A filósofa e feminista italiana Adriana Cavarero (Bra, 1947) comete um roubo de enredo: sequestra certas figuras femininas que aparecem nos textos de Platão (pelas quais o autor não sente uma simpatia especial), e as ressignifica, dando-lhes uma visão, um significado diferente, tornando-as soberanas de si mesmas, com profundidade (e altura) singulares. O resultado, A pesar de Platón (Galaxia Gutenberg).
Eis o Artigo
Quando é apropriado contrariar o mandamento divino e roubar, saquear, saquear, roubar, descontextualizar?

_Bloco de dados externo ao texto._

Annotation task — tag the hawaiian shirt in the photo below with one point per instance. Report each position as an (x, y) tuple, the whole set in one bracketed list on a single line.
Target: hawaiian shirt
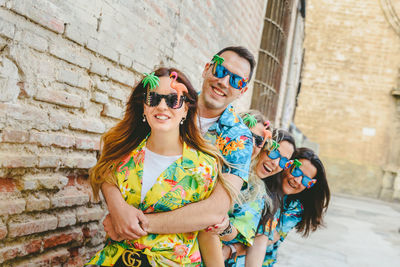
[(286, 221), (189, 179), (233, 138), (245, 218)]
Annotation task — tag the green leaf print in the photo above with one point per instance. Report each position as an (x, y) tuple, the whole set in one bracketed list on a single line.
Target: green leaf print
[(110, 250)]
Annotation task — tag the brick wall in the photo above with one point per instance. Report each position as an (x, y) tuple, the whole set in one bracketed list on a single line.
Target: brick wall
[(66, 70), (352, 57)]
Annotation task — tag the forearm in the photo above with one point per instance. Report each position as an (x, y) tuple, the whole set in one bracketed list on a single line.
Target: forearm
[(211, 250), (256, 253), (192, 217), (113, 197)]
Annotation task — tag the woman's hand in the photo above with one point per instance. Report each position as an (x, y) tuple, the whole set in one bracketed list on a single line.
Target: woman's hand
[(218, 228), (109, 229), (129, 222)]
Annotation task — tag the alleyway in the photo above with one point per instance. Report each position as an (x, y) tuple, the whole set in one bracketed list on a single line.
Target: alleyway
[(360, 232)]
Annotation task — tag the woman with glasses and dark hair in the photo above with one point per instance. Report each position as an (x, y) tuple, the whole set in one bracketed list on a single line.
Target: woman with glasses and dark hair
[(303, 193), (157, 160)]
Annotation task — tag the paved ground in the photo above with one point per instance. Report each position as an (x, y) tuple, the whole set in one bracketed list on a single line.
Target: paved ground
[(360, 232)]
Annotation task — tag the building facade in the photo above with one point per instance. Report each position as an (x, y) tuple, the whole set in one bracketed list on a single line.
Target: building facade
[(349, 100), (66, 70)]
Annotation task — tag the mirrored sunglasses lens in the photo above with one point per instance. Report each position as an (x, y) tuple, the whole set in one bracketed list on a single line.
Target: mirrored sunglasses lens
[(296, 172), (274, 154)]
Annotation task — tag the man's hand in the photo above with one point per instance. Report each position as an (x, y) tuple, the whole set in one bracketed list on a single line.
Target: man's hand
[(129, 222), (218, 228), (109, 229)]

É conveniente quando se deseja reinterpretar o texto filosófico a partir de uma perspectiva inesperada, como a do sujeito feminino que a tradição do texto patriarcal expulsou, confinando as mulheres à esfera doméstica e retirando-lhes a voz. Aristóteles diz, por exemplo, que as mulheres falam, mas as suas palavras não têm autoridade. Basicamente, elas conversam.
Mais do que com Platão, não deveríamos confrontar todos aqueles que continuam a manter a desigualdade que encontramos desde o início na maioria dos textos filosóficos?

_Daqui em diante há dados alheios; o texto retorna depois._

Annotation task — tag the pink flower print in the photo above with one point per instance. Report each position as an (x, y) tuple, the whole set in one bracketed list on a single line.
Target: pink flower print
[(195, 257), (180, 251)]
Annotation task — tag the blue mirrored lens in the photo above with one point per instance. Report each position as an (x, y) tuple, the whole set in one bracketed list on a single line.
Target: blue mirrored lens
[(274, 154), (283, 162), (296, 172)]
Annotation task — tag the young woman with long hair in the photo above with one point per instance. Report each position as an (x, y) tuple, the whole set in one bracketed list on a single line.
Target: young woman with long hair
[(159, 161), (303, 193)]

Claro, Platão é apenas o pai da filosofia e todos os seus filhos, ao longo dos séculos, coletando seu legado, aderem à abordagem misógina de filosofar. Nos meus livros roubo todos os seus textos, é um prazer.
O que acontece com todas aquelas mulheres que se identificam com Platão, na perspectiva que você combate, com Circe, com Penélope, vista do ponto de vista canônico?

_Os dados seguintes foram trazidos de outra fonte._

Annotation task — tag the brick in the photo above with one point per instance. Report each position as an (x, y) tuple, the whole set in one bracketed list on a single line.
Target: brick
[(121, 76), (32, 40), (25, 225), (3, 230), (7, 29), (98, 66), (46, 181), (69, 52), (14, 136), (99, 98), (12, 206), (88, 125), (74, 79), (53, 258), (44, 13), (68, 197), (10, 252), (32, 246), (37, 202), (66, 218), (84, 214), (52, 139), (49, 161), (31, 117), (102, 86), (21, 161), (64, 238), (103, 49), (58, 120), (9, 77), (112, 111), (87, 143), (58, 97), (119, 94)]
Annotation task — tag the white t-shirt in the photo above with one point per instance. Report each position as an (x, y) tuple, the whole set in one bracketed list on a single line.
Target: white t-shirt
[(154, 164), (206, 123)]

É natural que muitas mulheres eruditas continuem a seguir a tradição em que foram educadas. Nas últimas décadas, porém, os Estudos sobre a Mulher e os Estudos de Gênero desenvolveram-se numa grande parte do mundo acadêmico, o que torna mais fácil estar atento à alegada universalidade e neutralidade do ponto de vista canônico, que é na verdade um ponto de vista masculino.
O lugar da mulher a que o homem relegou foi o oikos, a casa e os seus habitantes, o mundo da escuta, dos afetos. Será mais a impossibilidade de abandoná-la do que o próprio lugar atribuído que pesou na desigualdade?
É difícil escapar a todos os papéis estereotipados que a tradição atribuiu às mulheres e que continuam a pesar na sua vida real. Porém, desde Mary Wollstonecraft e toda a história do feminismo até hoje, a crítica à desigualdade e a consciência da liberdade feminina deram passos gigantescos. Pelo menos no mundo ocidental, há uma grande diferença entre a prisão doméstica em que a minha avó viveu e o mundo das mulheres livres e emancipadas em que as mulheres vivem hoje. O feminismo em que me reconheço tem o objetivo preciso de ajudar as mulheres a pensarem-se fora dos papéis tradicionais, mesmo fora de um modelo de igualdade que corre o risco de assimilá-las aos homens e aos valores masculinos, em suma, ajudá-las a pensar livre na sua diferença.